Pension Reform May Be Kept Off Ballot
The California Public Employment Relations Board, or PERB, will ask a local judge to weigh in on the pension reform initiative. The measure would replace pensions with 401(k)s for most new city hires and freeze the base pay of current employees for five years. It's being championed by several city leaders, including Councilman Carl DeMaio and Mayor Jerry Sanders.
PERB will request a preliminary injunction against the ballot measure until it completes a review of an unfair practices claim filed by San Diego’s Municipal Employees Association.
The city’s white-collar union said Sanders should not have actively supported the measure without negotiating with city unions. The union’s general manager Michael Zucchet said Sanders’ claim that he was acting as a private citizen doesn’t hold up.
“He has called it his legacy as mayor, this initiative. He has negotiated with all the parties to create this one ballot initiative. He’s raised money to hire the lawyers to write this initiative,” Zucchet said.
Zucchet maintains Sanders’ role as the city’s chief labor negotiator means he was acting on behalf of the city, not as a private citizen.
He said the PERB decision is significant, but it’s likely the first of many to come in the case.
In a statement, Sanders calls the PERB decision unfortunate.
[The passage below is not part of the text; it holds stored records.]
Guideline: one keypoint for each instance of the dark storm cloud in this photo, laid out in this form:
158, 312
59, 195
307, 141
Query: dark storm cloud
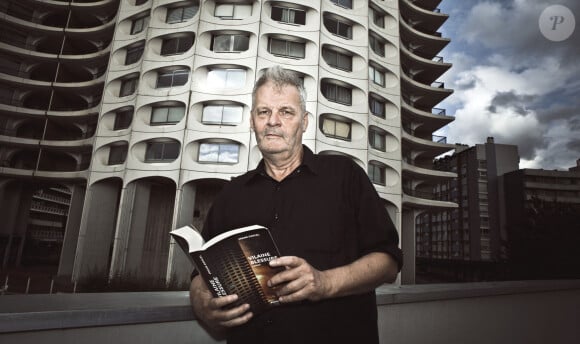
510, 100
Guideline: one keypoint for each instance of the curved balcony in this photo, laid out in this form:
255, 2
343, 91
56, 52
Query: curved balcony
424, 200
420, 43
425, 121
420, 69
423, 96
425, 20
416, 172
425, 148
430, 5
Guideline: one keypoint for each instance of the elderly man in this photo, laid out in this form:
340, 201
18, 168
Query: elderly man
336, 238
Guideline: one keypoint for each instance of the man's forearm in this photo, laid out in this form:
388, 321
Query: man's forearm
364, 274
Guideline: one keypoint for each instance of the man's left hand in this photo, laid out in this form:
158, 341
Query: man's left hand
300, 281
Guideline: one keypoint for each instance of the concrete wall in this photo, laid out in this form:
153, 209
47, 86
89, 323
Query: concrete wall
506, 312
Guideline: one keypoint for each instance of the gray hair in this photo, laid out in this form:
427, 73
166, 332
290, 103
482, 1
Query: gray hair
281, 77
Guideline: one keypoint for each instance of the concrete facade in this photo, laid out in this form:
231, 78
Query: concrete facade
162, 120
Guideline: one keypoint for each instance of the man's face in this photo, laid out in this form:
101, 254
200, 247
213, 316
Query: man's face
277, 119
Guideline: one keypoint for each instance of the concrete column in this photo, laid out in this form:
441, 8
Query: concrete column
179, 267
97, 225
408, 246
71, 234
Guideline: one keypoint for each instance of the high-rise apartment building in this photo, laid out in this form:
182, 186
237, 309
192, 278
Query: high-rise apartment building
140, 108
542, 222
468, 242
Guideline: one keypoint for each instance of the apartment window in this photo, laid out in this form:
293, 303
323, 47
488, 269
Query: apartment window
338, 27
376, 173
378, 18
176, 77
226, 78
181, 14
176, 45
343, 3
377, 45
162, 115
128, 87
123, 118
134, 53
233, 11
377, 76
161, 151
117, 154
336, 129
222, 114
337, 93
219, 152
138, 25
285, 48
230, 43
289, 15
377, 107
337, 60
377, 139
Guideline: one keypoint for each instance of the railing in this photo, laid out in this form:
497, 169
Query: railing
494, 312
439, 139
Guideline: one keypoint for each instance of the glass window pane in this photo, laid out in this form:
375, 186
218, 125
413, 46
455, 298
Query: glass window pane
174, 15
222, 43
277, 46
277, 13
297, 49
212, 113
180, 77
208, 152
299, 17
171, 151
154, 151
241, 43
229, 153
328, 127
175, 114
224, 10
236, 78
164, 80
232, 114
242, 11
159, 115
342, 129
169, 46
217, 78
189, 12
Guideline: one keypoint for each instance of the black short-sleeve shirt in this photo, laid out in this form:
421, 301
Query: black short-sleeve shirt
327, 212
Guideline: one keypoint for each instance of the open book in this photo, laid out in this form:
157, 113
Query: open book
234, 262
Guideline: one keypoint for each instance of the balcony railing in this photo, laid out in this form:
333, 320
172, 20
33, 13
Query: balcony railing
492, 312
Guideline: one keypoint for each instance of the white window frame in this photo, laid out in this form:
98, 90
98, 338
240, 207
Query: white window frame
337, 59
220, 157
337, 129
166, 151
288, 15
289, 47
232, 41
175, 78
232, 11
167, 111
222, 109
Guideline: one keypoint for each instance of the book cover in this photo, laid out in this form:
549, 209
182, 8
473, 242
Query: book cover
234, 262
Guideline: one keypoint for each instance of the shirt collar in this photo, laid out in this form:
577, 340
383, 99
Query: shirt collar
309, 163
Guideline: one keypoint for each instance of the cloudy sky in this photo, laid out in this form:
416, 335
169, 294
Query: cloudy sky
511, 82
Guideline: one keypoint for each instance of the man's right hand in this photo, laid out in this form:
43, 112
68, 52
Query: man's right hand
212, 312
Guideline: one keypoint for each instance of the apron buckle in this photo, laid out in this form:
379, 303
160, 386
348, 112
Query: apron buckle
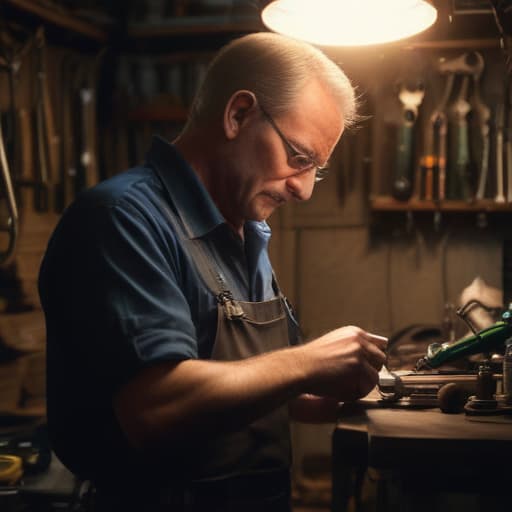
231, 307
He said the measure rightly qualified for the ballot and the public should get a chance to vote on it.
In a separate statement, City Attorney Jan Goldsmith said the law only requires labor negotiations take place if the City Council places an item on the ballot. The pension reform measure is considered a citizen’s initiative that qualified for the ballot through voter signatures.
PERB will request the injunction some time this week. It will then begin its own review process regarding the unfair practices claim. Its decision can be reviewed by the state appellate court.